Mit herablassender Geduld erwiderte Rosa: »Aber natürlich kannst du das. Du bist doch ein intelligentes Mädchen.«
Mr Wilson behauptete das auch immer. Valeria konnte eine Logarithmusfunktion zeichnen und mit ihrem Lehrer über Seneca diskutieren, notfalls sogar auf Lateinisch. Sie las Bücher in Englisch und Französisch und sie hätte auf Anhieb einen Vortrag über das Ökosystem Wald halten können. Aber auf das, was ihre Mutter nun von ihr verlangte, hatte sie niemand vorbereitet.
»Alessandro freut sich schon auf dich. Und seine Frau und die beiden Kinder auch.«
Als Alessandro fortgegangen war, war Valeria acht oder neun Jahre alt gewesen, sie wusste es nicht mehr genau. Seither hatten sie und ihre Mutter kaum noch von ihm gesprochen und in letzter Zeit überhaupt nicht mehr. Er war der Sohn der verrückten Ersilia, welche sich jedoch Valeria gegenüber ganz und gar nicht wie eine Großmutter benahm. Verrückt eben.

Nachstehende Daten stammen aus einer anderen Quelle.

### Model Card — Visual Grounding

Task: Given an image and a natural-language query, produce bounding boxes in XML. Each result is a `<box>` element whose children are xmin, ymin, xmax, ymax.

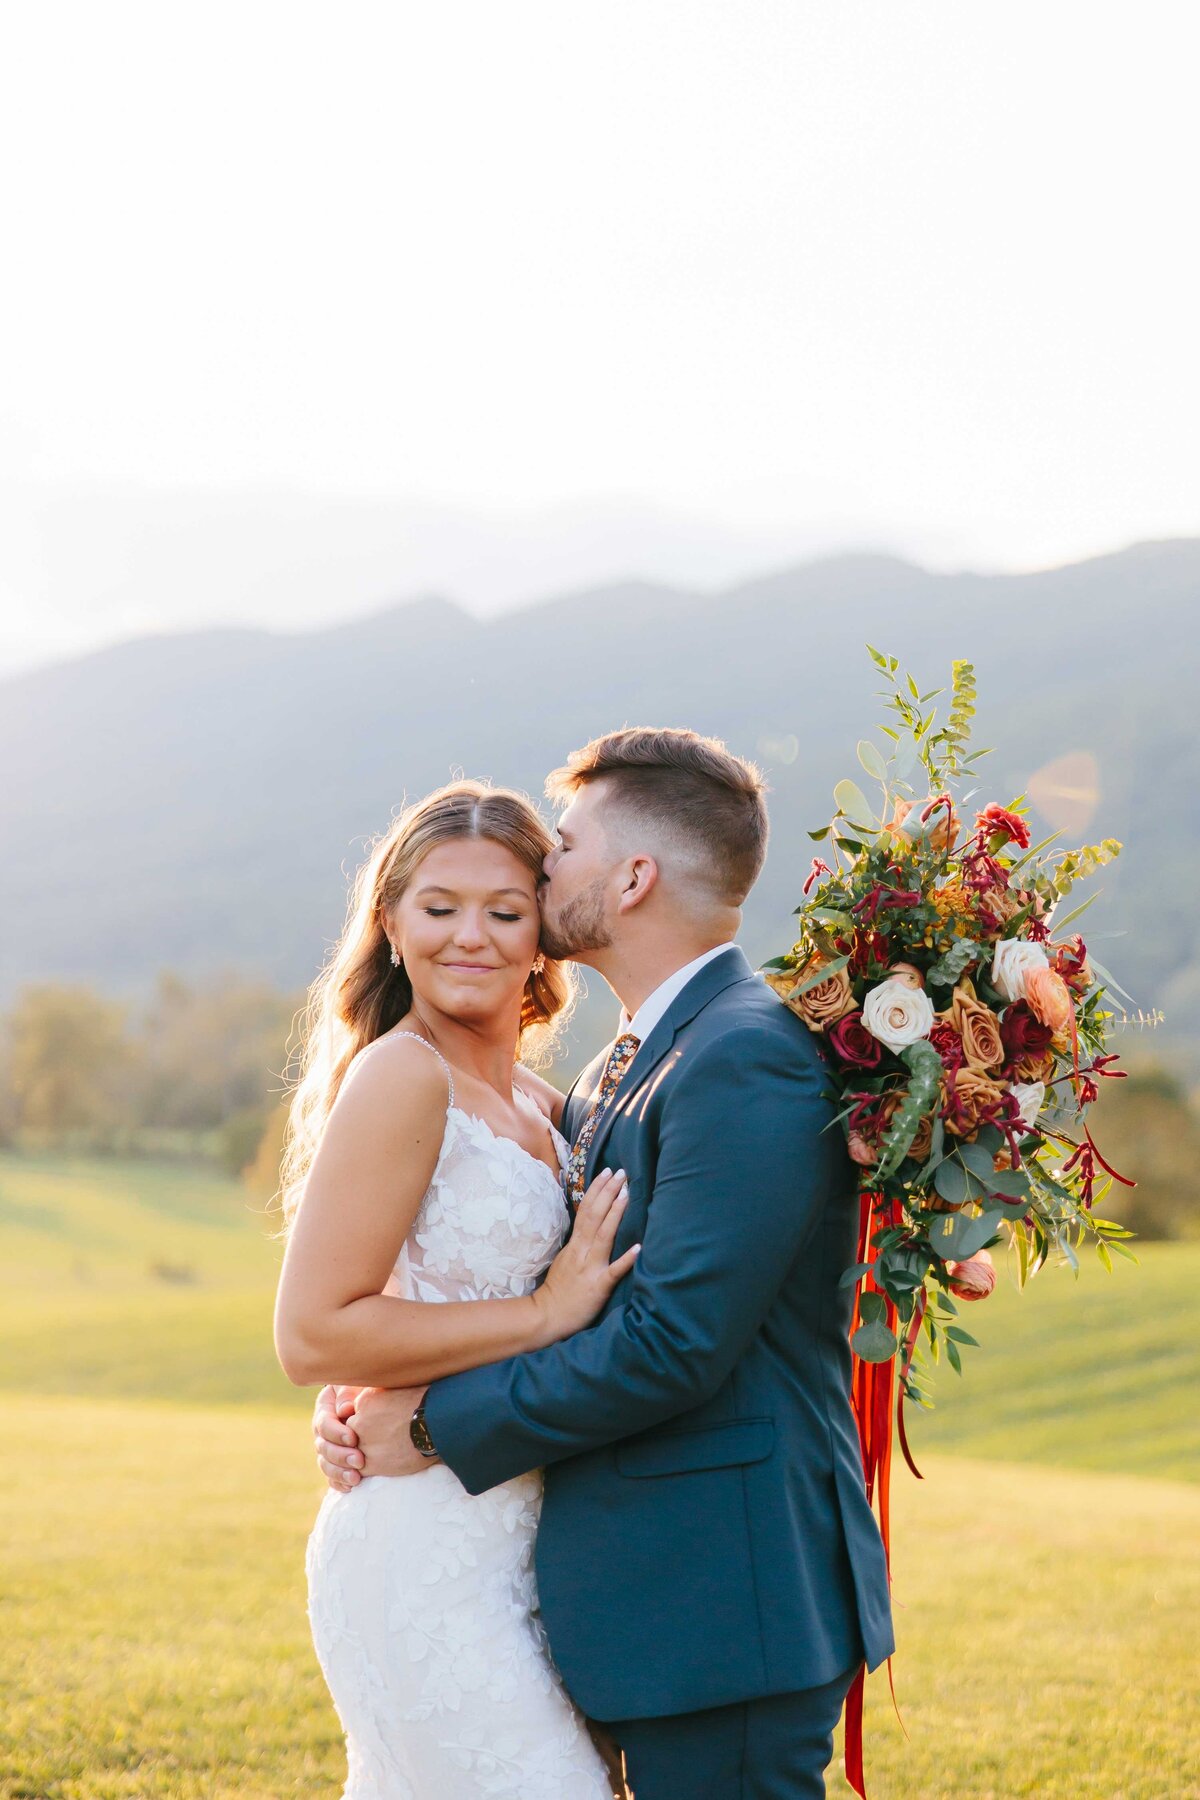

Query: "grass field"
<box><xmin>2</xmin><ymin>1151</ymin><xmax>1199</xmax><ymax>1798</ymax></box>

Alessandro dagegen war sehr nett gewesen, dennoch hatte er Valeria nicht besonders gefehlt. Oder falls doch, dann erinnerte sie sich nicht mehr daran. In den ersten Jahren hatte sie deswegen hin und wieder ein schlechtes Gewissen gehabt. Was war sie für eine Tochter, die ihren Vater nicht vermisste? Aber auch das hatte bald nachgelassen. Irgendwann war sie schließlich zu der Ansicht gelangt, dass man sich um einen Vater, der nie zu Besuch kam und auch nie etwas von sich hören ließ, nicht grämen musste.
»Was ist mit Mr Wilson?«, fiel Valeria ein. »Nächste Woche fängt der Unterricht wieder an.«
Ihre Mutter legte den Kopf schief und sah sie mit gespielter Nachsicht an. Sie klang jedoch ungeduldig, als sie antwortete: »Mr Wilson ist dein Privatlehrer, den ich bezahle. Deshalb fängt der Unterricht an, wenn ich es sage.«
Das Verhältnis zwischen Rosa und Valerias Hauslehrer war zurzeit nicht das beste. Er setzte ihrer Tochter mit seinen Zukunftsplänen für sie Flausen in den Kopf, hatte Valeria ihre Mutter neulich zu ihm sagen hören und befürchtet, es würde wieder dasselbe passieren wie damals, als Mr Wilson angeblich ein halbes Jahr lang krank war, nachdem er sich mit Rosa gestritten hatte. Sie hätte Mr Wilson nicht erwähnen sollen, erkannte Valeria im Nachhinein. Sie musste aufpassen, sonst würde Rosa noch wütend werden. Es war schrecklich, wenn das passierte. Dann wurde sie stumm und starr wie Holz und ihr Gesicht zu einer reglosen Maske. Im ganzen Haus konnte man dann diese Spannung fühlen, als wäre die Luft elektrisch aufgeladen, und diese Spannung war schlimmer als jedes zornige Wort.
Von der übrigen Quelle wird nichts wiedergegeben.